From the patient photograph to a breakdown of new, changed, and suspicious spots.
From the patient photograph to a breakdown of new, changed, and suspicious spots.

The first step is isolating the skin. This is currently done by identifying the color distribution of the person, and filtering out the background. We’re in the process of switching to a new deep learning approach. This new approach will allow us to work in almost any environment without a backdrop.

A patient photo before and after the skin has been isolated. The background is ignored during later processing.
A patient photo before and after the skin has been isolated. The background is ignored during later processing.

Once we’ve identified the skin, we search for lesions on the body. We do this with a two-step process. In the first step, we identify a large set of candidate detections using a blob detector. We optimize this part of the process to locate as many lesions as possible between 1.5 mm and 1.5 cm, so this process produces a large amount of false positives. To reduce the number of false positives, we send the set of candidates through a deep learning classifier trained on internal data. This follow-up step reduces the number of false positives by 84%. These two steps identify the set of all the lesions that will be tracked over time. Dermatologists can interact with each of the identified lesions to attach images or notes to patients.

Each of these detections can be interacted with by a dermatologist to store information or communicate with a patient.
Each of these detections can be interacted with by a dermatologist to store information or communicate with a patient.

We then calculate properties of the lesion. This process is harder than it might seem. Calculating properties requires identifying the boundary of the lesion, as the lesion can be small and lack well-defined edges. We currently identify this boundary with a U-Net, a deep learning segmentation model. After the boundary has been identified, we extract properties like the dimensions, shape, and color profile of the lesion.
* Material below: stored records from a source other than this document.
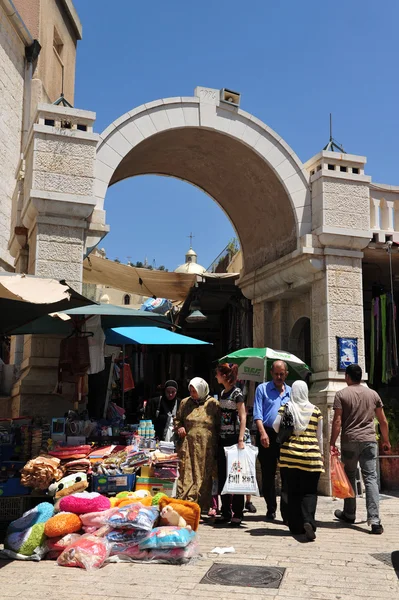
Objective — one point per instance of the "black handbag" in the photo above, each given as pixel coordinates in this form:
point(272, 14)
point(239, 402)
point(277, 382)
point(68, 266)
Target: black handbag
point(286, 426)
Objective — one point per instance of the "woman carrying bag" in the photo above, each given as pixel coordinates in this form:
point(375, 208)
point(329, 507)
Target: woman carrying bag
point(232, 431)
point(301, 454)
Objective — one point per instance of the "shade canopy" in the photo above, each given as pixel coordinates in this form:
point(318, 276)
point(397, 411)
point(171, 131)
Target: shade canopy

This covers the first four parts of the ABCDEs of melanoma (Asymmetry, Border, Color, and Diameter).

It can be difficult to isolate the exact boundary of a lesion, particularly when they are small and low-resolution. Deep learning models can be more resilient to gradual boundaries and faint lesions.
It can be difficult to isolate the exact boundary of a lesion, particularly when they are small and low-resolution. Deep learning models can be more resilient to gradual boundaries and faint lesions.

If this is the first set of photos taken with SkinIO, the process stops here. If it’s a follow-up set, the lesions from the two photographs will then be matched against each other. This is primarily motivated by geometry, using a matching algorithm called the thin-plate spline robust point matching (TPS-RPM) algorithm. This method tends to mismatch when many lesions are very close together, especially when the patient’s body has moved significantly. To solve this, we add information about the appearance of the lesion to clear up the confusion.
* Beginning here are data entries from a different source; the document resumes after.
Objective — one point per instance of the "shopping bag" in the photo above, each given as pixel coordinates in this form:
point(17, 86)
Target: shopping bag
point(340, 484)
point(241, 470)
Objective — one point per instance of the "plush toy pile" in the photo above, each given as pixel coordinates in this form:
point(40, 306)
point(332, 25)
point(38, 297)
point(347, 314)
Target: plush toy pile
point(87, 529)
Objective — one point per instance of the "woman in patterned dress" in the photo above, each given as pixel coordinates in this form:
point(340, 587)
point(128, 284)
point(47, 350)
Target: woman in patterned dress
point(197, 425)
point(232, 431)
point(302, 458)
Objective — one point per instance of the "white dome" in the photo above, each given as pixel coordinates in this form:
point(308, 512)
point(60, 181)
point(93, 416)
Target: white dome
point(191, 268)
By matching lesions, we improve the process of comparing between photos. By clicking on a lesion in the current photo, the previous photo will pan to the matching lesion. We also identify lesions that don’t have a possible partner in the previous photo, suggesting them as new to the doctor. In addition, Matching provides us the ability to detect changes in the calculated properties of the lesions. Our results pull their attention to lesions that are most likely to be new or changing, and helps them do visual comparisons of the lesions across time in the iOS app. Dermoscopic and close-up images are also propagated across matches, making it easier to inspect lesions that the dermatologist has identified as suspicious.

The tools made possible by the image processing described here can dramatically improve the efficiency of skin exams done in a dermatologist and primary care office. By matching across images, we improve the usefulness of the photographic baseline and make organizing dermoscopic images easy. By detecting new and changed, we help draw attention to lesions that could be easily missed in a sea of freckles or moles.

At SkinIO, we want to empower doctors to do what they do best, giving them tools to make their job faster, easier, and more accurate.